Step 3: Annotate with SAM (One Click per Object)
Enable SAM in Labellerr and click once on a water body the model instantly generates a segmentation mask around it. If your image contains multiple object types (water, land, vegetation), you need to click on each object individually to annotate them one-by-one.
Step 4: Annotate with SAM 3 (One Click for the Whole Image)
Switch to SAM 3 in Labellerr, click once on any object, and press I to run the prediction. SAM 3 automatically detects and segments all similar objects across the entire image in one go. This avoids the need to click on each object individually to annotate them one-by-one.
Final output
Watch the Full Demo
See SAM and SAM 3 side by side in Labellerr:
Why Use Labellerr for This?
- Switch between SAM and SAM 3 without leaving the platform.
- Export annotations as COCO JSON, JSON, and more.
- Team collaboration with role-based access and review workflows.
- Built-in quality checks to validate your segmentation masks.
In cases where zero-shot models fall short, our human-in-the-loop support can be leveraged to consistently reach >99% accuracy.

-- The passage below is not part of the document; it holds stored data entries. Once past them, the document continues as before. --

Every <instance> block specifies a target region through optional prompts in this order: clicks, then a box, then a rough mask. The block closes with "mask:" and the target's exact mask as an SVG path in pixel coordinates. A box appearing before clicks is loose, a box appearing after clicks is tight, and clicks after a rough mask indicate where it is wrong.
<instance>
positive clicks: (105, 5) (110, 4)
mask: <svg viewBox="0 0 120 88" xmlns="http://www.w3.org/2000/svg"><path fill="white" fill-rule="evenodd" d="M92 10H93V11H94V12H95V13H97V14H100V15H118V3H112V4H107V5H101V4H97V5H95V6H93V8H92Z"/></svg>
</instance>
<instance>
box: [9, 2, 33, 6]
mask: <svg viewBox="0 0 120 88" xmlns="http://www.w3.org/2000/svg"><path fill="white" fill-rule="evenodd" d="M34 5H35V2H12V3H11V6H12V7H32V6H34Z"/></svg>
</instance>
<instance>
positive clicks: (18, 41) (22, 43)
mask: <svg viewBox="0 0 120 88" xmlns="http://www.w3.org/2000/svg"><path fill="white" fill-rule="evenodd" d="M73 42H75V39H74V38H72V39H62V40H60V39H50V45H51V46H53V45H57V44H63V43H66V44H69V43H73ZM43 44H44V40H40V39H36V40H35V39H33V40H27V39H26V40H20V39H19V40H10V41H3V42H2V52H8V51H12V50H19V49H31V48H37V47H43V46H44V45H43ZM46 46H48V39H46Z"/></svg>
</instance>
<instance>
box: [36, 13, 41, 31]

Q1: What is the main difference between SAM and SAM 3?
SAM requires manual prompts like clicks or bounding boxes for each object, while SAM 3 supports open-vocabulary segmentation using a text prompt to segment all matching objects in a single inference pass.
Q2: Why is segmentation harder on aerial and satellite imagery?
Aerial imagery includes small, densely packed objects, top-down perspectives, and complex terrain, making object boundaries harder to distinguish compared to natural images.
Q3: Is SAM 3 better than SAM for zero-shot geospatial segmentation?
Yes. According to SegEarth-OV3 , SAM 3 significantly improves mean IoU across multiple remote sensing benchmarks without retraining.